1. Taxing Ballot Questions
2. C.U.T. Award
3. Legislative Oversight Committee of the Health Benefits Exchange
1. Next week the ballots will be mailed out for the 2011 election. There are several tax issues before the voters here in Larimer County. Between the statewide increases in sales and income taxes (Proposition 103) a countywide sales tax for the jail, and a Thompson School District property tax increase, I calculate that these measures will cost most families in my area anywhere from $250 to $850 a year, depending on income, spending habits, and home value.
The school district property tax increase will add $80 for every $100,000 in home value. A $250,000 home will see a $200/year tax increase. A taxable income of $85,000 will translate into $315 in additional state income taxes.
Just about every advocate for higher taxes say their tax is only a small amount, but it all adds up to a significant dent in a family’s income, and these increases will be on top of all the other taxes we already pay (the only exception is the county jail tax, which is an extension of an existing tax now scheduled to sunset).

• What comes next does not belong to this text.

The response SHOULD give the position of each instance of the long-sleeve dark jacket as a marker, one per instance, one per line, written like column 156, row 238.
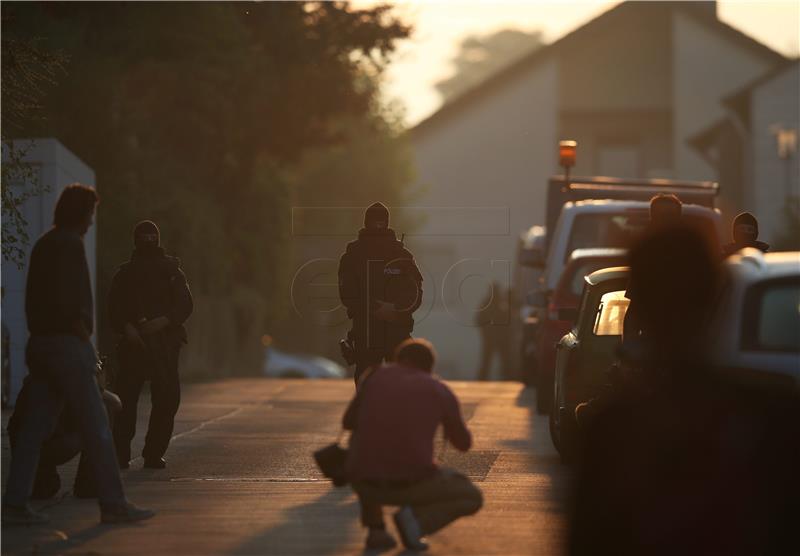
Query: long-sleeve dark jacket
column 150, row 285
column 58, row 292
column 377, row 267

I cannot support any of these increases in our taxes. Families cannot afford it, and it is the exact opposite of what we should be doing. We cannot tax our way to prosperity anymore than the government can spend our way to prosperity. Both policies lead to more of the economic stagnation that we find ourselves in right now.
We need an all out effort to get the government out of the way and let the private sector flourish. To build the confidence and fiscal integrity that is essential for a healthy economy we need lower taxes and much less government interference in our private lives.
I will be voting no on all the tax increases on this year’s ballot.
2. I apply these same concepts of governance to my voting decisions in the Colorado Senate. Consequently, the Colorado Union of Taxpayers, at their annual CUT Awards Breakfast tomorrow morning, will give me their “Taxpayer Champion” award for 2011.
3. As a part of the Legislative Oversight Committee of the Health Benefits Exchange I sent a letter to the Denver Post this week, taking issue with their editorial earlier this week. The Post essentially told the Republicans on the committee to stop asking tough questions and simply approve grant applications for the exchange. Most of my response they did print, which can be found here: http://www.denverpost.com/search/ci_19048656  <http://www.denverpost.com/search/ci_19048656 >.
Curiously, they re-wrote the next to last paragraph. It did not substantially change the article, but, for the record, here is the original paragraph:
I suggest that the POST – and the Exchange Board – take note of the fact that the term “rubber stamp” appears nowhere in SB200. The bipartisan legislative oversight committee will provide substantive oversight on everything the Board sends our way — and that includes full scrutiny for any grant application proposing a $200,400 salary ($225,916 with benefits) for the executive director and compensation in excess of $100,000 for fifteen additional staff positions. Ironically, the PPACA itself expressly prohibits “excessive executive compensation” for Exchange staff at Sec. 1311(d)(5)(B).